The Rt Hon George Eustice MP, Minister of State for DEFRA, welcomed some 600 international wine producers, marketers and media from 30 different countries to Brighton as he opened the ninth International Cool Climate Wine Symposium at the end of May. This major international event, hosted by a different country every four years, is regarded as the most important academic wine conference in the world, attracting the great and the good of the global wine community.
Following immediately after the Minister, leading wine luminary Jancis Robinson MW OBE spoke about the history of the Symposium, noting how far the UK wine industry has come since the idea of hosting the conference was hatched 16 years ago. She also took the opportunity to appeal to DEFRA to reinstate its funding for the vital WineSkills Programme for UK wine producers, run at the UK’s centre of wine education, Plumpton College, and to rejoin the International Organisation of Vine & Wine (OIV).
“Plumpton College’s WineSkills Programme has had to be abandoned because DEFRA has rescinded its funding of it – at the very time when the English wine industry has reached new heights of accomplishment and fame,” she commented.

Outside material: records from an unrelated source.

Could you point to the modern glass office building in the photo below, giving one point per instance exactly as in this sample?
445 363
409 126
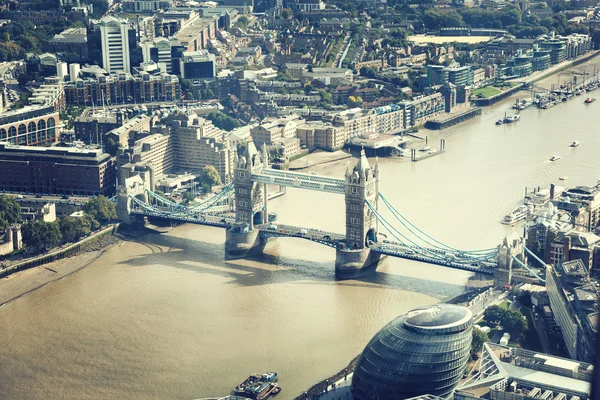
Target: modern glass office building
424 351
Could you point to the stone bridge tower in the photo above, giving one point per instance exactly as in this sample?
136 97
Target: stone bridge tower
361 186
249 196
354 258
241 238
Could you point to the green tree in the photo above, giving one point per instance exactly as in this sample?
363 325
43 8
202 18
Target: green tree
354 101
101 209
479 338
286 13
41 235
188 197
223 121
210 176
113 146
91 221
494 314
73 228
10 212
514 322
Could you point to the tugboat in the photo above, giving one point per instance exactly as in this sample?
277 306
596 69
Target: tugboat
258 387
511 118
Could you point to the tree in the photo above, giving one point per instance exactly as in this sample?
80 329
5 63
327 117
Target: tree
354 101
308 88
113 146
286 13
101 209
73 228
210 176
41 235
479 338
188 197
10 212
514 322
223 121
494 314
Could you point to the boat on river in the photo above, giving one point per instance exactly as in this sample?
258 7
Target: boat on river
258 386
516 215
511 118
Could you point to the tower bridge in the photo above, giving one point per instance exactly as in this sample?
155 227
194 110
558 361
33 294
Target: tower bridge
242 209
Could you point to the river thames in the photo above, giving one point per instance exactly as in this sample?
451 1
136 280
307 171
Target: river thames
168 318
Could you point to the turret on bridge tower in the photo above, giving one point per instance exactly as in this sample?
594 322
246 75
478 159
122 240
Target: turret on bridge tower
250 205
354 258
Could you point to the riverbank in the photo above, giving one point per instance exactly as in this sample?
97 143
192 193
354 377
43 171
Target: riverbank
25 281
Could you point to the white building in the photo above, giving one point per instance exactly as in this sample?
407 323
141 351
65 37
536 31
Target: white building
74 71
61 69
115 44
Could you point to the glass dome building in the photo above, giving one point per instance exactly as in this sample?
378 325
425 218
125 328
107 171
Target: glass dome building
424 351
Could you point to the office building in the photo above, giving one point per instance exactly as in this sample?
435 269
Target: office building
315 134
197 65
141 6
115 44
183 143
31 126
574 303
56 170
158 51
121 88
74 71
512 373
72 43
424 351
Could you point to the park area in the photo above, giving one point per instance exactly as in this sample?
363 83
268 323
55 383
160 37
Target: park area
489 91
448 39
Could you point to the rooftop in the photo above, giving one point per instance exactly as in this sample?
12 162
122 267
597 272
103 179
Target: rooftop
438 316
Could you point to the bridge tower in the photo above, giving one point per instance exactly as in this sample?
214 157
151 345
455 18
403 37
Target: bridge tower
250 206
133 186
355 258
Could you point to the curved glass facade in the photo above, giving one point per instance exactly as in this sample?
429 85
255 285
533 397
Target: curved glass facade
424 351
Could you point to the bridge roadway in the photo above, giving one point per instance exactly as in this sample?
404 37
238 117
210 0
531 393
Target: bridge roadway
330 239
303 181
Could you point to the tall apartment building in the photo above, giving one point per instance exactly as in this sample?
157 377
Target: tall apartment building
115 44
316 134
271 130
185 143
574 302
56 170
31 126
159 51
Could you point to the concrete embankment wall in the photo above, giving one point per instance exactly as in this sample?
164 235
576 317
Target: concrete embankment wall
68 251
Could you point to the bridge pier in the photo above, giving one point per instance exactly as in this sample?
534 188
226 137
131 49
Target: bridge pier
240 242
351 264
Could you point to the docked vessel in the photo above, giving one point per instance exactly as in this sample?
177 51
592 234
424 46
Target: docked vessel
258 387
511 118
516 215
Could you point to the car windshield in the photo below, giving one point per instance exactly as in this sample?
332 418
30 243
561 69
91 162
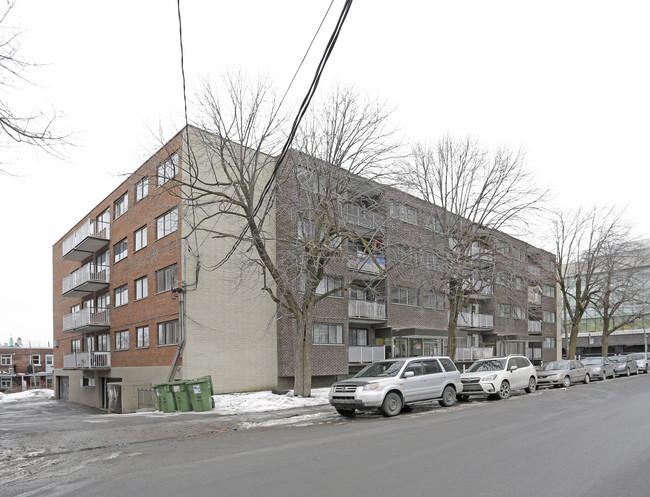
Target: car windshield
384 368
552 366
488 365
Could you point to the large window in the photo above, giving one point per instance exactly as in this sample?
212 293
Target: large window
140 237
328 333
122 340
167 223
142 337
166 279
168 333
121 295
168 169
141 189
120 250
401 295
121 205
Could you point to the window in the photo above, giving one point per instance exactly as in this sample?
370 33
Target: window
142 337
168 333
140 237
433 300
548 291
120 250
166 279
141 189
406 296
548 317
358 336
121 295
168 169
328 333
141 288
122 340
167 223
121 205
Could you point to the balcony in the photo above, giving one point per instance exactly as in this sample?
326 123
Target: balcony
87 360
362 309
85 280
365 354
91 237
87 320
473 320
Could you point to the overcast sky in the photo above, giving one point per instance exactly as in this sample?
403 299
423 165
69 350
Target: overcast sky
567 82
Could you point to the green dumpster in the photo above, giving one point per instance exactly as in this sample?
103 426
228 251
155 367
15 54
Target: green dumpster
181 391
165 396
200 391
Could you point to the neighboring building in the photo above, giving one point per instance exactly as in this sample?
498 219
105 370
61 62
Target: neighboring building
23 368
137 299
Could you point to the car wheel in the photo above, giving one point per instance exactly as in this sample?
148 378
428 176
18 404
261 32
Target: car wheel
392 405
448 397
504 390
532 385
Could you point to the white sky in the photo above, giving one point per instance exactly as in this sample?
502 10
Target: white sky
567 82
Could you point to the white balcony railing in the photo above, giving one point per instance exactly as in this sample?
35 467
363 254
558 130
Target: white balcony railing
87 360
473 320
86 274
364 355
88 317
366 310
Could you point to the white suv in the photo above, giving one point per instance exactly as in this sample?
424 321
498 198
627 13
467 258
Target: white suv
498 376
390 384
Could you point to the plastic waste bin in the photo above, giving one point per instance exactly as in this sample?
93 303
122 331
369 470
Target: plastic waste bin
165 396
181 393
200 392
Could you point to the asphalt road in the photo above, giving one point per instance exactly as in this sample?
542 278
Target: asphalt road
586 440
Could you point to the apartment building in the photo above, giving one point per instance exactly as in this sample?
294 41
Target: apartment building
141 295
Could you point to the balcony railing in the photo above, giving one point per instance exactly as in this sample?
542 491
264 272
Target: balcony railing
365 355
91 237
473 320
87 360
88 319
85 280
366 310
473 353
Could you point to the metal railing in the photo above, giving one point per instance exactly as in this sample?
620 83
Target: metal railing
86 317
366 354
366 309
87 360
86 274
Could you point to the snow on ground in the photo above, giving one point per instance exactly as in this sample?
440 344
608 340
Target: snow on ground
35 394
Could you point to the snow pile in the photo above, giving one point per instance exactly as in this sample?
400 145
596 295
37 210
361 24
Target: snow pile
266 401
36 394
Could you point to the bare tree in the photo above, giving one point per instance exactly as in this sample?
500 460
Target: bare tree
472 193
337 156
581 239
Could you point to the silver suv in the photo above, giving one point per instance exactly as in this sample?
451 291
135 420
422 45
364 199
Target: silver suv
498 376
390 384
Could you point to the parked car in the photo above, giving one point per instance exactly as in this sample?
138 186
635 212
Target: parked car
599 367
642 360
498 376
563 373
624 364
391 384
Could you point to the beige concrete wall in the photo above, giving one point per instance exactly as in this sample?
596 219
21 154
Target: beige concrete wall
230 324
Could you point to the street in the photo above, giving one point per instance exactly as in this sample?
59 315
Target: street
584 440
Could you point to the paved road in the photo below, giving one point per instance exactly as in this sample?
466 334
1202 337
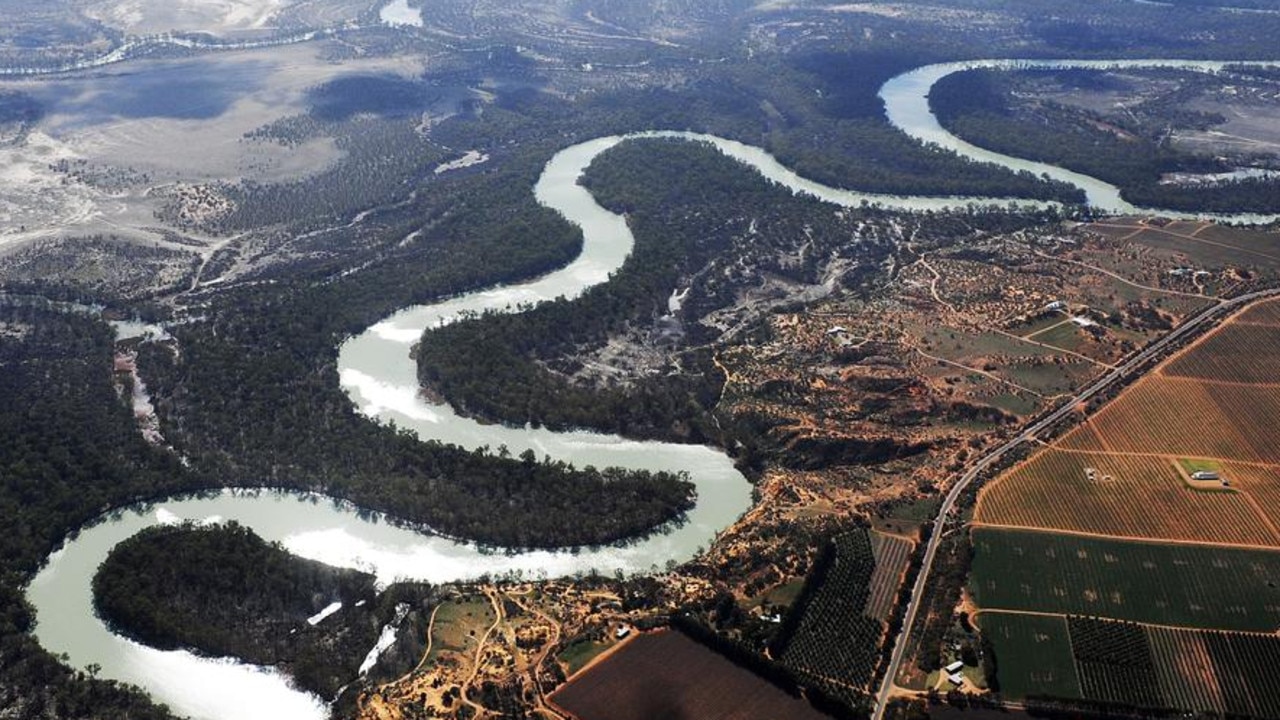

She went on to say, “For some mysterious reason, DEFRA has failed to renew its membership of the OIV, the world’s massively important International Organisation of Vine and Wine, whose president, Monika Christmann, has taken time off to be here. This means that Plumpton can’t participate in international research projects, leaving it marginalised from the world of wine academe. And it also means that the British in general and English producers in particular have no voice whatsoever in international wine negotiations and regulation. Holland, Belgium, Sweden, India and Azerbaijahn are all members, whereas it would only take a small, five figure sum for the UK to rejoin the OIV. This is surely a great shame and it would be only sensible to remedy this.”